In 1932 William Walling filed for a Mexican divorce, but Anna refused to recognize the end of the marriage. She wrote to her son-in-law in November 1932: "English promised me he would come back when he left me. Eventually he will keep that promise... He has made mistakes and so have I, and for the most part each was the cause of the other's mistakes... Now we have come to an impasse, because I look upon my life with English as a collaboration. He cannot ask me to write the wrong ending to the book we have been writing all these years. All he can do is suspend publication - which is exactly what has happened."
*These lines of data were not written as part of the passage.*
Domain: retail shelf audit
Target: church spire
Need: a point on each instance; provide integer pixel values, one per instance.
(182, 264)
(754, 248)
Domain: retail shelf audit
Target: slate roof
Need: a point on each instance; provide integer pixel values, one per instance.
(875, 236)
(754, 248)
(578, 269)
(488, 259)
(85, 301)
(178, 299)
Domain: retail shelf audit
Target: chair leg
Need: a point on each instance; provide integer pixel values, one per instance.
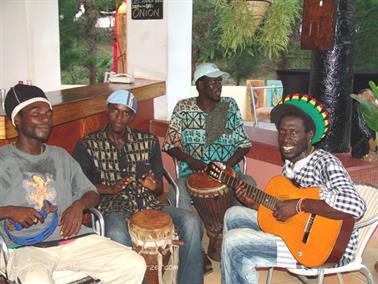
(365, 271)
(269, 275)
(340, 278)
(321, 276)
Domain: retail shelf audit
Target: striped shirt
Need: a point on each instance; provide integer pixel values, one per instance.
(324, 170)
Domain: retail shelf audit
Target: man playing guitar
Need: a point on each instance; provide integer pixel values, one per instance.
(301, 122)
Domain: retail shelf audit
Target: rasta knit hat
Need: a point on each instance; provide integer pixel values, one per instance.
(307, 107)
(20, 96)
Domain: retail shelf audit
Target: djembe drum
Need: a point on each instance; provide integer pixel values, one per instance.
(211, 199)
(153, 236)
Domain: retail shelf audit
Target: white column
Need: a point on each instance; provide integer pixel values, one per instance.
(29, 46)
(161, 49)
(179, 51)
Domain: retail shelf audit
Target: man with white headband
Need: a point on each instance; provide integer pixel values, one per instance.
(43, 193)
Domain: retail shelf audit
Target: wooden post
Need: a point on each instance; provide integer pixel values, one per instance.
(331, 77)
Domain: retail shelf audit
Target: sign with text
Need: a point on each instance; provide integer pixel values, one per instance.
(146, 9)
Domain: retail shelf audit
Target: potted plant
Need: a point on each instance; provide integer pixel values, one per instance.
(368, 106)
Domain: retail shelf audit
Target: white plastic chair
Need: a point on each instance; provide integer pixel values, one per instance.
(366, 227)
(65, 277)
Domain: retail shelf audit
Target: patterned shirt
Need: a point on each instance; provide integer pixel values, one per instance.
(103, 163)
(324, 170)
(189, 131)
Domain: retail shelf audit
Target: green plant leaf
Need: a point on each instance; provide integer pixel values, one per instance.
(369, 111)
(374, 88)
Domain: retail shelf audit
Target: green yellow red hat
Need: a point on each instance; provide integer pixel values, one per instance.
(307, 107)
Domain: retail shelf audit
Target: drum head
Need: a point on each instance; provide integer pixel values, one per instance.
(151, 219)
(203, 181)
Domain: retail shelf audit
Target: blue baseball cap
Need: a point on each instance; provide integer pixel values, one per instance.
(210, 70)
(123, 97)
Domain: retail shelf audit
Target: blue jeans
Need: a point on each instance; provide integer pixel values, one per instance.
(189, 228)
(185, 199)
(245, 247)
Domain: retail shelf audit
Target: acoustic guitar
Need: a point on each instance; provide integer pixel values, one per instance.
(312, 239)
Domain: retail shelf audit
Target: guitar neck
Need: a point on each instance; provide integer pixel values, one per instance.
(256, 194)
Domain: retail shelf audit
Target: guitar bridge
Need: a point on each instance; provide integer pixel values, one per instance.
(309, 224)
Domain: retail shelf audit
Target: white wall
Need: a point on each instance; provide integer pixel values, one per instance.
(29, 46)
(161, 49)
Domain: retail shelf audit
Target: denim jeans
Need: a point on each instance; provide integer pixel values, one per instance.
(185, 199)
(245, 247)
(189, 228)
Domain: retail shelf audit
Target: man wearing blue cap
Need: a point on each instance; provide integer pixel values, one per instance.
(204, 129)
(43, 193)
(126, 167)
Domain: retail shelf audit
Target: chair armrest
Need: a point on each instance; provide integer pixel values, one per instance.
(365, 223)
(98, 223)
(172, 182)
(4, 252)
(245, 165)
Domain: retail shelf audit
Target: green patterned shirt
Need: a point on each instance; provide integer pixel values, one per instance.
(190, 127)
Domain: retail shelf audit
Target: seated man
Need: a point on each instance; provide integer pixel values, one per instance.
(300, 124)
(126, 167)
(43, 194)
(204, 129)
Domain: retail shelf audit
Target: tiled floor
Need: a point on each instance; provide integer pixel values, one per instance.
(283, 277)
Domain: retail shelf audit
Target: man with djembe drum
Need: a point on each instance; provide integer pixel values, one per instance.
(126, 167)
(204, 129)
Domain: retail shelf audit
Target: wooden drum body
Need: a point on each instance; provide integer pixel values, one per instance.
(152, 234)
(211, 199)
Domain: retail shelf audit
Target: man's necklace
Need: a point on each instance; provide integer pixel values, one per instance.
(43, 147)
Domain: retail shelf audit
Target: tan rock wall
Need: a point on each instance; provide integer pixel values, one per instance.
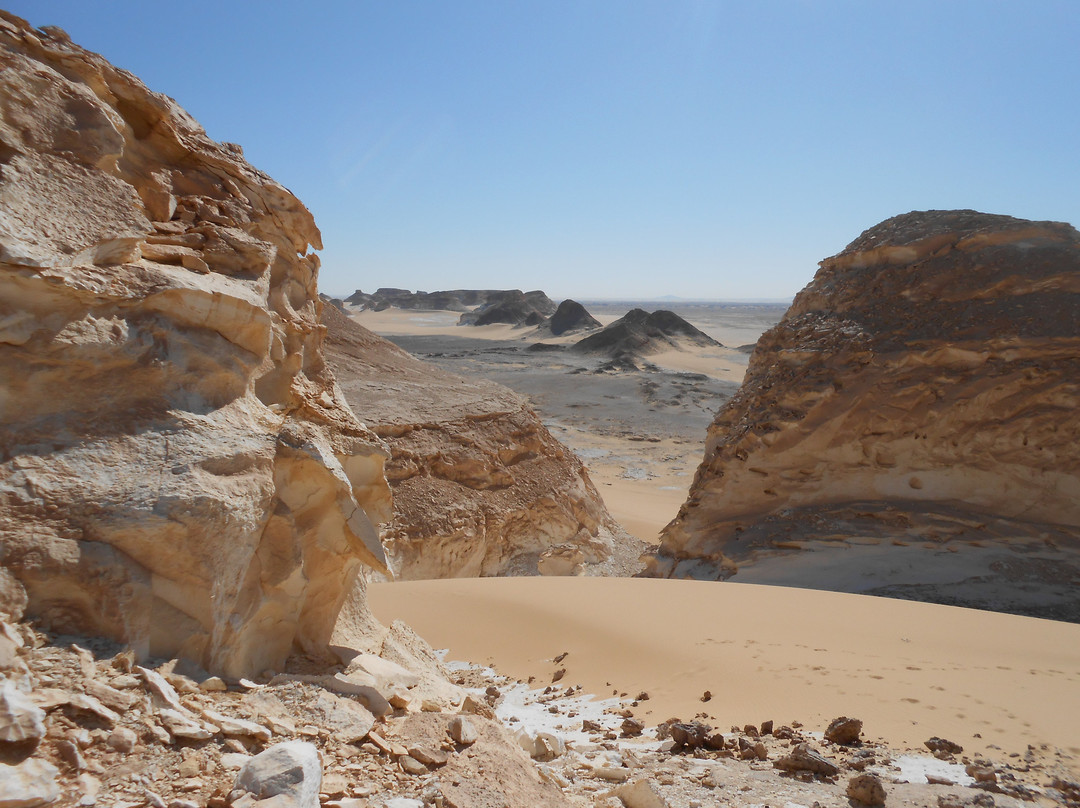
(177, 467)
(932, 367)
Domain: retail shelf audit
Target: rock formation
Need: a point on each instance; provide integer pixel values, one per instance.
(639, 333)
(178, 470)
(922, 387)
(513, 308)
(571, 317)
(480, 485)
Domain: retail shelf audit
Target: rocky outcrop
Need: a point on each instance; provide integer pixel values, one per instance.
(512, 307)
(178, 470)
(481, 487)
(639, 333)
(922, 387)
(571, 317)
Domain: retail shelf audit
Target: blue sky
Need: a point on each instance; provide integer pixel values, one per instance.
(616, 149)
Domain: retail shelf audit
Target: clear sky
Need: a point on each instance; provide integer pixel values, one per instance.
(622, 148)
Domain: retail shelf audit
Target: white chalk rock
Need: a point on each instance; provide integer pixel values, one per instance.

On 27th September, 1933, Strunsky wrote in her diary: "I was wrong when I fell in love with him and began my life with him. I was never safe in his hands. He worked against me in the dark with my children, his mother, so passionately dear to me, my friends and family. He did worse - he worked against me in the dark with himself, in his own heart, for he never gave me a chance to explain, to defend myself."
Strunsky's old friend, Leonard D. Abbott, asked her to marry him. James Boylan, the author of Revolutionary Lives (1998), has pointed out: "She loved him (Abbott), she told herself, but she did not admit him to the status of lover. She remained always radical in public, Victorian and bourgeoisie in private."
William Walling died of pneumonia in Amsterdam on 12th September, 1936. On his bedside table was a new edition of Michel de Montaigne, with a passage marked: "Do not be afraid to die away from home, do not abandon travel when ill or old."